Creating mystery around something always is a good thing. Even if students don't totally believe you 100%, they'll play along just because it's different...it's intriguing.
Teaching the scientific method is never going to be on the top of any 11 year old's list of things to learn. That's why I wrapped it inside the Mastodon Matrix project. The school secretary played along with me and came in holding bags of dirt.....sputtering about where did they go and she didn't know because there were just a bunch of numbers on the bag.
Now that we had the bags of soil in our possession spread out all over the floor, writing their ideas down, drawing elaborate diagrams of how their questions could connect.
It took us an entire class period to get ideas onto the post-its and to find categories for big ideas. Once I was into the class by about 5 minutes, I totally knew it was the right decision. In each class, I had at least one student who just drifted towards the board and starting re-arranging the post-its as each person read their idea aloud and added it to the pile.

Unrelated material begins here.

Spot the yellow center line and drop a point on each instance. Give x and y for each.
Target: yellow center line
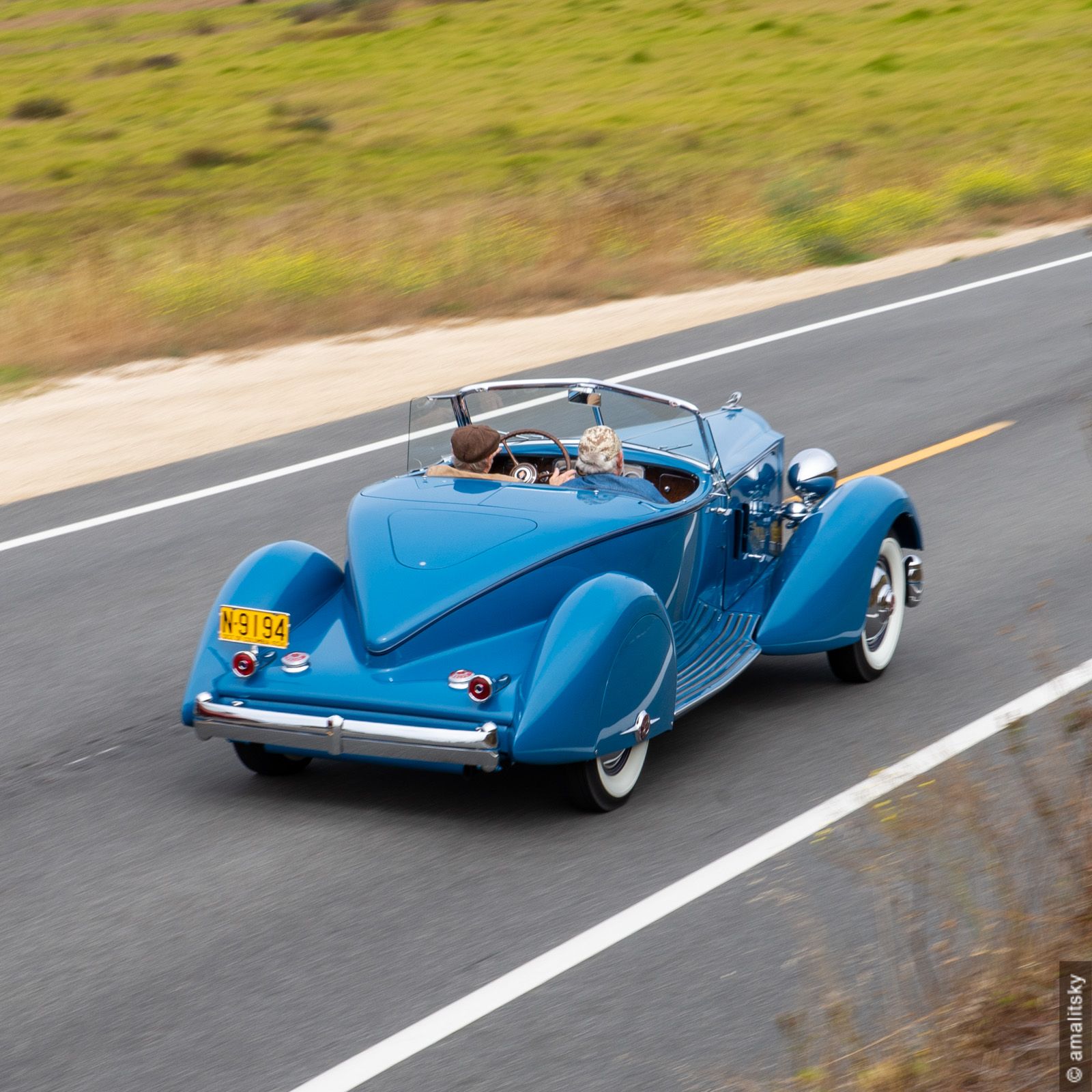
(936, 449)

I asked them to share what they were doing...heck, if they saw a need, it probably would make sense to all the other kids. It did. And they would debate each category. I finally decided I needed to get over myself and just enjoy the process.
It's what I always hoped for but never got everyone to buy into. I get it now. I was in the way and they needed me to clear out so they could work with the ideas until it made sense to them in whatever context they brought to class.
Natural leaders emerged. Kids that I wouldn't have picked. It fantastic to see the personality of each class emerge and tackle the exact same task in different ways.